The fare included clay pigeon shooting, terrier racing and a "medieval battle". Chris Dooley sampled the country at play.

The fare included clay pigeon shooting, terrier racing and a "medieval battle". Chris Dooley sampled the country at play.

The sun came out, thousands turned up and the anti-blood sports crowd was nowhere to be seen. The first Clonmel Country Festival, which is to be an annual event, was an unqualified success. Most of the 12,000-plus people who attended the two-day event at Powerstown Park appeared to be field sport enthusiasts, members of the so-called "huntin', shootin', fishin' brigade".

But the festival, organised by Countryside Alliance Ireland (CAI) to showcase a variety of activities from falconry to lurcher racing, attracted a good number of curious onlookers as well, many of them young families on an enjoyable day out.

The decision by South East Tourism to provide funding for the event had been criticised by the Irish Council Against Blood Sports, given CAI's support for controversial activities like fox-hunting and hare-coursing. Instead of turning up to protest, however, anti-field sport activists tried a novel tactic to spoil the event. They stayed at home and prayed for rain. And wind.

READ MORE

After a fine opening day on Saturday, which attracted more than 5,000 people, their prayers were answered. The rain and wind arrived with such ferocity that a trade stand was blown away overnight.

A steady downpour yesterday morning then threatened to turn the remainder of the festival into a washout. But the organisers were praying too because, just in time to save the day, the clouds parted and a strip of blue sky appeared.

"It was just at that time of the day when people are deciding what to do with their Sunday," mused the CAI chief executive, Ronan Gorman. "That time when a lot of people have come home from Mass, had the fry-up and are looking out the window to see what the weather is like. The rain stopped just about then, so we were lucky."

In any event, he said, the show would have gone on. And it was quite a show. From clay pigeon shooting to terrier racing to a "medieval battle", which bore a striking resemblance to a Clare-Kilkenny hurling match, there was entertainment for everyone. The lurcher races were another significant attraction. A lurcher, explained Con Horrigan from Doon, Co Limerick, is more-or-less a cross between a greyhound and a collie.

Greyhounds are fast but not very bright, while collies make up for their lack of speed with a little bit of intelligence. A lurcher, which is used for hunting foxes and rabbits, is designed to combine the strengths of the two.

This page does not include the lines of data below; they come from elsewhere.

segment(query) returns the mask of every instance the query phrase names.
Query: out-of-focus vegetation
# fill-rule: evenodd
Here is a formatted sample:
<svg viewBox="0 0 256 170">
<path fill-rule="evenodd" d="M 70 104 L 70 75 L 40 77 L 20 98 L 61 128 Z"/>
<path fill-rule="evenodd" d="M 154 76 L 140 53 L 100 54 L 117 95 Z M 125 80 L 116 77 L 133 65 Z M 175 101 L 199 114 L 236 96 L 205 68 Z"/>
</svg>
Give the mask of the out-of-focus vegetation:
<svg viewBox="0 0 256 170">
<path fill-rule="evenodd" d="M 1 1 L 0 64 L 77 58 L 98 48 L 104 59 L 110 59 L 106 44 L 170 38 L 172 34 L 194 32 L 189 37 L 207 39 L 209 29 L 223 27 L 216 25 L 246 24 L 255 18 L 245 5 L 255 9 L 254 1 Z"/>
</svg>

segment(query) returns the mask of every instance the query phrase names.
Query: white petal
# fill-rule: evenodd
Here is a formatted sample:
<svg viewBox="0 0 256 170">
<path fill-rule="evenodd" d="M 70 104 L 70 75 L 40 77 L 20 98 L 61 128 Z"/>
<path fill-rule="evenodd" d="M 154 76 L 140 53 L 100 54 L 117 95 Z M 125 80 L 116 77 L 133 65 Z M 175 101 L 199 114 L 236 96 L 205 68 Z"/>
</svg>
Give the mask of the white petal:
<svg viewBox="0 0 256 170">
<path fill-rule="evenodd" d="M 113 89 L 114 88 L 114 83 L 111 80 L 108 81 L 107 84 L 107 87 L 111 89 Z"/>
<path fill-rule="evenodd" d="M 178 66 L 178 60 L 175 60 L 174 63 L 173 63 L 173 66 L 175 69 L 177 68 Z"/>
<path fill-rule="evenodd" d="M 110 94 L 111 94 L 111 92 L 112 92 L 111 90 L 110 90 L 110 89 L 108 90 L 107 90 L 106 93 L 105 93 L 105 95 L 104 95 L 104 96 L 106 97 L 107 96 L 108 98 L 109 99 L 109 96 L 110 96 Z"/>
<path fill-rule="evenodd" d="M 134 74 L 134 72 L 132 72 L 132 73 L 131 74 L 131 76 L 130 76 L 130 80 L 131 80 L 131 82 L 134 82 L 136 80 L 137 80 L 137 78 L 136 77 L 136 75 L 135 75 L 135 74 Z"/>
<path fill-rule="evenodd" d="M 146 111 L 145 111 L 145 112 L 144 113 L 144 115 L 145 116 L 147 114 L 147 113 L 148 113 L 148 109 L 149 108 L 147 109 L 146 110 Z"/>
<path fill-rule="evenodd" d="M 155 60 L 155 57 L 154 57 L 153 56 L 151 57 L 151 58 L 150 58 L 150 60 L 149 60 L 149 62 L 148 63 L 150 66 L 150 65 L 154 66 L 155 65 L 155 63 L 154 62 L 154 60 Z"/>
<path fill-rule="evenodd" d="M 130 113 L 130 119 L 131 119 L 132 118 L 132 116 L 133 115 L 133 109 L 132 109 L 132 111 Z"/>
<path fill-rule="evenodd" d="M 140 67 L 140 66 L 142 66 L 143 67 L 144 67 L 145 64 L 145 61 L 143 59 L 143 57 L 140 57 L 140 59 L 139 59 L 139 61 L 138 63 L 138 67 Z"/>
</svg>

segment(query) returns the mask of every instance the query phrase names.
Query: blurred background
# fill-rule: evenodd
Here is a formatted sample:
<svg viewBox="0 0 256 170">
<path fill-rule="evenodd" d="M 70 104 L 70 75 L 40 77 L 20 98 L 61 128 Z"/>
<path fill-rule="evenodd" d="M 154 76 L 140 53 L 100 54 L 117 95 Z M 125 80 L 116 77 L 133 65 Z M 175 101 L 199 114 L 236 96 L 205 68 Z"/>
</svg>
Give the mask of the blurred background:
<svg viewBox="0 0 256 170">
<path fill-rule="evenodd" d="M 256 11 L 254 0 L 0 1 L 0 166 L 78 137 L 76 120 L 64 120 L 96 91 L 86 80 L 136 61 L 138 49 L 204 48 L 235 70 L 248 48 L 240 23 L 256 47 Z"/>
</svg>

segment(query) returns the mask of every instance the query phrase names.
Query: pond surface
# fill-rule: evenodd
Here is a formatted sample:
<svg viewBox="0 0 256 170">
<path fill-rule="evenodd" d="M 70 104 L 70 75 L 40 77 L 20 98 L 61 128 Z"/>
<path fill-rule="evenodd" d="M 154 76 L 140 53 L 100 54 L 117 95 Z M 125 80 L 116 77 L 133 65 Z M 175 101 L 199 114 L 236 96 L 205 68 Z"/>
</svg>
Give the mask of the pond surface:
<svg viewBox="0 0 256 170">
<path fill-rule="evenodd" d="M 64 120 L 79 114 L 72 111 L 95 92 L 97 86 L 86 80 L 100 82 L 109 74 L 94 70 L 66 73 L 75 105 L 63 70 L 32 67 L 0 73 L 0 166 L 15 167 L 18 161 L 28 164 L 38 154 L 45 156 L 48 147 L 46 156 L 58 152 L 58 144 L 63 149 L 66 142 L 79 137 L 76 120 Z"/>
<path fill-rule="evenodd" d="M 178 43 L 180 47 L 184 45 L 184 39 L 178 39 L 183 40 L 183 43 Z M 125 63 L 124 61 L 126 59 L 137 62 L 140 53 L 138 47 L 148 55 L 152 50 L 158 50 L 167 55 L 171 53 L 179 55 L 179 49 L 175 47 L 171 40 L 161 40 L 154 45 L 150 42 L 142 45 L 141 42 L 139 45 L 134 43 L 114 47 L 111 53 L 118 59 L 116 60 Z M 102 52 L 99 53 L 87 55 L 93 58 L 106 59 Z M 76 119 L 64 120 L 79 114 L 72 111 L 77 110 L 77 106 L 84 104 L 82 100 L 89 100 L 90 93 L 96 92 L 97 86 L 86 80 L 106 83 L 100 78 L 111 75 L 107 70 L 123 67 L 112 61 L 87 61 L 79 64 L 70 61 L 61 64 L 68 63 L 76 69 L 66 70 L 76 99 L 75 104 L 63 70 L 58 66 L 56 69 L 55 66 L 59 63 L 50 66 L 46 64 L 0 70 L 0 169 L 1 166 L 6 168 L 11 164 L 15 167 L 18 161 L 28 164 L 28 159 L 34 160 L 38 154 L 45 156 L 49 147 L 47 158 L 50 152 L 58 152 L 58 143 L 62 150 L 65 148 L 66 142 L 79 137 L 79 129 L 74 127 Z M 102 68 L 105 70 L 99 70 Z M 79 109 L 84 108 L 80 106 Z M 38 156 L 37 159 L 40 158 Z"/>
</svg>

Whether this cross-fertilisation ever produces an animal with the brains of a greyhound and the speed of a collie The Irish Times is unsure, but all of those present yesterday appeared to have the correct attributes. Horrigan says he is involved "in all country sports" and, like many who spoke to The Irish Times yesterday, he believes anti-blood sport activists either fail to see the whole picture or refuse to give credit to hunters and anglers for the work they do in conserving the environment.

He points to a range of measures taken by field sports activists, such as the creation of ponds to replace disappearing wetlands, work to preserve habitats for endangered species such as the red grouse and corncrake and salmon conservation work.

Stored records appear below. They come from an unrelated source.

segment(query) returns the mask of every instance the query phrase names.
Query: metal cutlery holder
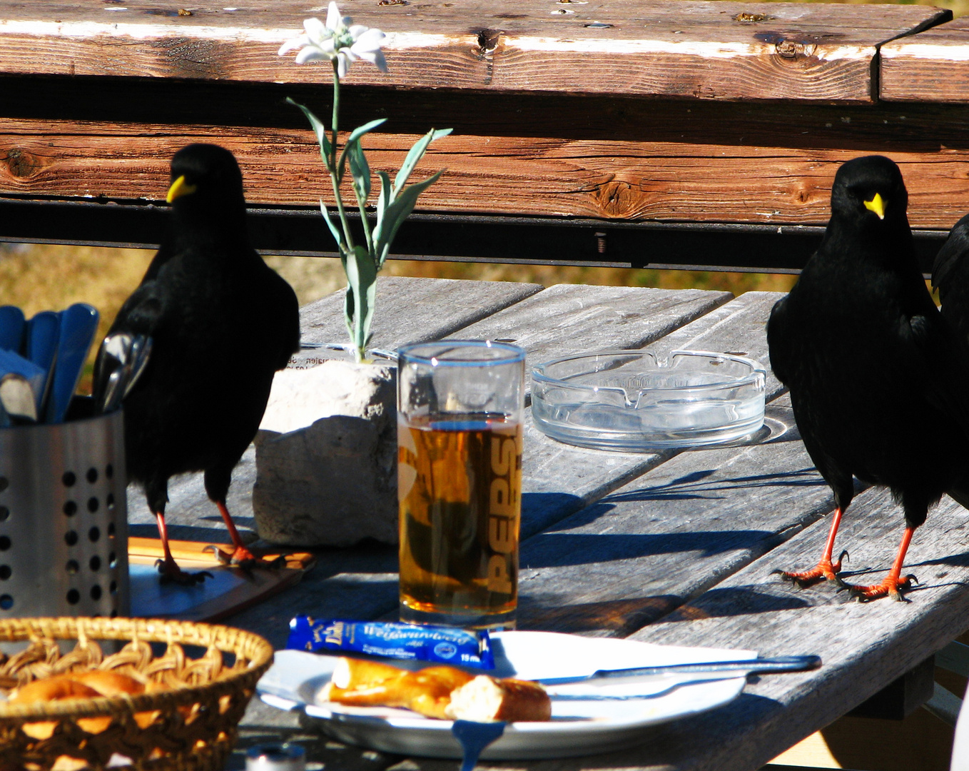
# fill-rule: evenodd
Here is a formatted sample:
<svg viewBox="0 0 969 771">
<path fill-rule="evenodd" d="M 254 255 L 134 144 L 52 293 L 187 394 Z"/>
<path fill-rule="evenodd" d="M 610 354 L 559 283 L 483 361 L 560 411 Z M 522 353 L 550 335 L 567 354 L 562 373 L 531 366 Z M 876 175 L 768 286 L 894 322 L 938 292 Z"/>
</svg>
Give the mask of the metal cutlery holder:
<svg viewBox="0 0 969 771">
<path fill-rule="evenodd" d="M 0 429 L 0 619 L 127 616 L 121 410 Z"/>
</svg>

Populations of some animals, such as mink, have reached epidemic levels, he says. "It's all about trying to keep a balance. We're not trying to wipe out anything."

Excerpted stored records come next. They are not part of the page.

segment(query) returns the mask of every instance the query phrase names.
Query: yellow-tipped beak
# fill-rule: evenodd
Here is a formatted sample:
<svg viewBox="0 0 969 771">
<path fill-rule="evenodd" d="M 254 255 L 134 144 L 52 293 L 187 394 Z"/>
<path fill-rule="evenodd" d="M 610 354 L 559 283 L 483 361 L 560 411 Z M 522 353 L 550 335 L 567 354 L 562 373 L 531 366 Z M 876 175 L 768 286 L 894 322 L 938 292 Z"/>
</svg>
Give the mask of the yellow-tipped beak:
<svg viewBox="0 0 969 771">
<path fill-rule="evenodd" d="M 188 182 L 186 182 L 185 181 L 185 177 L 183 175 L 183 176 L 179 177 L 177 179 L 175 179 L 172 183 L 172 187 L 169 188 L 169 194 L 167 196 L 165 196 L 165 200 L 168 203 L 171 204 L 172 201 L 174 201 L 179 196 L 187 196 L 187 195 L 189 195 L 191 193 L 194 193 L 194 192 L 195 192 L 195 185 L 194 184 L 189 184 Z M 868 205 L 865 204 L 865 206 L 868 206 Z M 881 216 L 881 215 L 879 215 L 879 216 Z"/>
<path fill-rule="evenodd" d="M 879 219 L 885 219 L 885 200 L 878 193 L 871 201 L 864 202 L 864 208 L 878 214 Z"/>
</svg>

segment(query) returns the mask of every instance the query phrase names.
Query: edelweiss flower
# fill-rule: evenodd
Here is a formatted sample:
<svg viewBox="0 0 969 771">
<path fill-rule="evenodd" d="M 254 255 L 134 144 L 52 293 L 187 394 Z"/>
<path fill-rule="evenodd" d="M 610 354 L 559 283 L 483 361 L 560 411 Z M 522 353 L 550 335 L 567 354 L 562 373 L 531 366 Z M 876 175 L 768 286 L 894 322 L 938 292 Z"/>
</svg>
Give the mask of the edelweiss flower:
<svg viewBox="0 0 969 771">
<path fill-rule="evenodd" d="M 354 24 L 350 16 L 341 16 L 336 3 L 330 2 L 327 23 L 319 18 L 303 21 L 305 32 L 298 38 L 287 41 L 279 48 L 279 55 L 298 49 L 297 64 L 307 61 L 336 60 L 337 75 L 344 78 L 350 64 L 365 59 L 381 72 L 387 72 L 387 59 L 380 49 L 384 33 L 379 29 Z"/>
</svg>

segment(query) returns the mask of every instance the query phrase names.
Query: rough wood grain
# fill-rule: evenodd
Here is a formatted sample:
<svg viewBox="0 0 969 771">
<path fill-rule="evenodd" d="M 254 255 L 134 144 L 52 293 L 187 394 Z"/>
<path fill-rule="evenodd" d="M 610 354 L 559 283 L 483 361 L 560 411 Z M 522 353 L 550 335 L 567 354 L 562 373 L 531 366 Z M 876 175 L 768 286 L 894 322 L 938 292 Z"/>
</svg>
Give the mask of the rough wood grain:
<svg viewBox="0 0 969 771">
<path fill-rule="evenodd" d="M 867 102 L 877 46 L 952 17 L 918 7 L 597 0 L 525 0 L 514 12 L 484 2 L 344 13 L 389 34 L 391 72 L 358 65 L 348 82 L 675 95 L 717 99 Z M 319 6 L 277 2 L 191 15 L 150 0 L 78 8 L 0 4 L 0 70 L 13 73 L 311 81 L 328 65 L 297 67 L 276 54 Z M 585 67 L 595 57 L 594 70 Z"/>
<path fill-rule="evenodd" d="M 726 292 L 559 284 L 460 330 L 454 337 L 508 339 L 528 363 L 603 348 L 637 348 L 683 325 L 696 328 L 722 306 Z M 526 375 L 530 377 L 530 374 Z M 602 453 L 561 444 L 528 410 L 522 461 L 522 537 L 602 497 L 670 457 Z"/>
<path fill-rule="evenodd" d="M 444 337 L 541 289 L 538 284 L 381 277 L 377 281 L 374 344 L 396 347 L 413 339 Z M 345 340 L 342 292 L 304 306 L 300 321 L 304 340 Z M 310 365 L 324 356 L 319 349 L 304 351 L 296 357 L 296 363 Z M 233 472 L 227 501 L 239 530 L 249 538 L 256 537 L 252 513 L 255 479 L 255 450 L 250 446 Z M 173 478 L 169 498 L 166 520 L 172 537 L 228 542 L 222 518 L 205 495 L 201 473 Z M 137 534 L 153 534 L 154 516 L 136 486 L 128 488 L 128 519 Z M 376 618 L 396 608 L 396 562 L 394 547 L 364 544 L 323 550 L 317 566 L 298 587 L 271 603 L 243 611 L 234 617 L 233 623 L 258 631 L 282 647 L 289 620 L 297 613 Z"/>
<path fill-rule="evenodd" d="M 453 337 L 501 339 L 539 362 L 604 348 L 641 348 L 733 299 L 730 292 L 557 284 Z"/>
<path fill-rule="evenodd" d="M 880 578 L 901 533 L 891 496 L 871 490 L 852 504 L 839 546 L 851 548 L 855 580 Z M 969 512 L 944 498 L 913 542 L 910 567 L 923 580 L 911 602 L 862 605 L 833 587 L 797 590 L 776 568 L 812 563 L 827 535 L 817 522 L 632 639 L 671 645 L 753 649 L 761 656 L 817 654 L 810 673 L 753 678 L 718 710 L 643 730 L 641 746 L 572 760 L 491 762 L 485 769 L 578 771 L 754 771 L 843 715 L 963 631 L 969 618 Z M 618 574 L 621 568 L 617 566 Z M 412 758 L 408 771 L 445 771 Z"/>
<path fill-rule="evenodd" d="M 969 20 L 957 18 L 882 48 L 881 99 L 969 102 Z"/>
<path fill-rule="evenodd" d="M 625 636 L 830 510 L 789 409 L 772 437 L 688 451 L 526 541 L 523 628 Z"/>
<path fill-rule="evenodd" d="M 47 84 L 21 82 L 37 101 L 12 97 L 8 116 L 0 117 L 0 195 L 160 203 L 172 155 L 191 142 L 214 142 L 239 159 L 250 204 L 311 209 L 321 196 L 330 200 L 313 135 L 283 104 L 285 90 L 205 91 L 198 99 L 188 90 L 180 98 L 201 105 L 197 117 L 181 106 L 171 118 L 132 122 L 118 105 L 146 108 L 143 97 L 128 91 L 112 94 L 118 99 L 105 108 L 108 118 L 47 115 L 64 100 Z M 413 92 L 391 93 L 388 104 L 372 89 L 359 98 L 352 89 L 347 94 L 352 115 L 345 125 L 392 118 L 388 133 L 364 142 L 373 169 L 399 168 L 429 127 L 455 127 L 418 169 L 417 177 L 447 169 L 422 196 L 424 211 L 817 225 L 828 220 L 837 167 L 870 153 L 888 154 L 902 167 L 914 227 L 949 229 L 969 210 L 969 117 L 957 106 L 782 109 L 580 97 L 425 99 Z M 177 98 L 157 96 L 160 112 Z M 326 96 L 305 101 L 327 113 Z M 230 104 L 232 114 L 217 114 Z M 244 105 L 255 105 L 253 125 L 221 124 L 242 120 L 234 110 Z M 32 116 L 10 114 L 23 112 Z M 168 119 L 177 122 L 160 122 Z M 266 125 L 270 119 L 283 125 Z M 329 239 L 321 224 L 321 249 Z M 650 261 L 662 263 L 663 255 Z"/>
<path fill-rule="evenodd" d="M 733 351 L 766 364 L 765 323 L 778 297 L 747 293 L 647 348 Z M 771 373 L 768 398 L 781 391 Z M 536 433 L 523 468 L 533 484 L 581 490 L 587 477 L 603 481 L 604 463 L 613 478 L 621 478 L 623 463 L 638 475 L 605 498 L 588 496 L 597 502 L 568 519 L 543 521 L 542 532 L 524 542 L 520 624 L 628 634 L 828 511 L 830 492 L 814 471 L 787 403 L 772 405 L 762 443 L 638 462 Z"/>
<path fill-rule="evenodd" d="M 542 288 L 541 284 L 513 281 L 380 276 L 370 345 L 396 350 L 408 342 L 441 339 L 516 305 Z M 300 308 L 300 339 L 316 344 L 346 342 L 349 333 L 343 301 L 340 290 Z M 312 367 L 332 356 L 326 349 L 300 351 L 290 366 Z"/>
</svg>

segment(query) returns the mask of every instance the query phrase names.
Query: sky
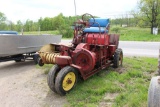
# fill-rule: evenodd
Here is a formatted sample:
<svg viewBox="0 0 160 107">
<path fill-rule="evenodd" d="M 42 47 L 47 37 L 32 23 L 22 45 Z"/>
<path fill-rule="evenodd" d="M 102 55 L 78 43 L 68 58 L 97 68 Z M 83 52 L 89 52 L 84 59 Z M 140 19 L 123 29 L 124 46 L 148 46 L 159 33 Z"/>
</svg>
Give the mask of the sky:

Gorman acknowledges the charge is frequently levelled at field sports activists that they only wish to preserve certain species so that they can shoot them. But there is nothing wrong, he argues, in people being motivated by a vested interest if the result is to the common good.

Besides, there was evidence yesterday that gun clubs' interest in conservation goes beyond birds and animals they can shoot. The remarkable story of the Irish Grey Partridge Conservation Project, which had a stand at the event, is testament to that. The species was almost wiped out by changes in farming practices over the past 50 years and there is now just one grey partridge population in the country, at Boora in Co Offaly. By the end of the 1990s, there were just 22 grey partridges left - last year that had risen to 93 as a result of the project.

While it is funded by the State and other sponsors, Kieran Buckley, the project conservation officer, says gun clubs have now started their own conservation project for the species, despite the fact that the grey partridge is not a bird they would shoot, regardless of its population.

Back at the Countryside Alliance stall, Ronan Gorman is signing up a steady stream of new members. More than 200, he says, joined the organisation, which is already 15,000-strong, at the weekend.

Everyone is entitled to their point of view about field sports, he says, but the reality is that "the vast majority of Irish people either participate in or support field sports and they are entitled to have a day out like this".

No-one in Powerstown Park yesterday was inclined to disagree.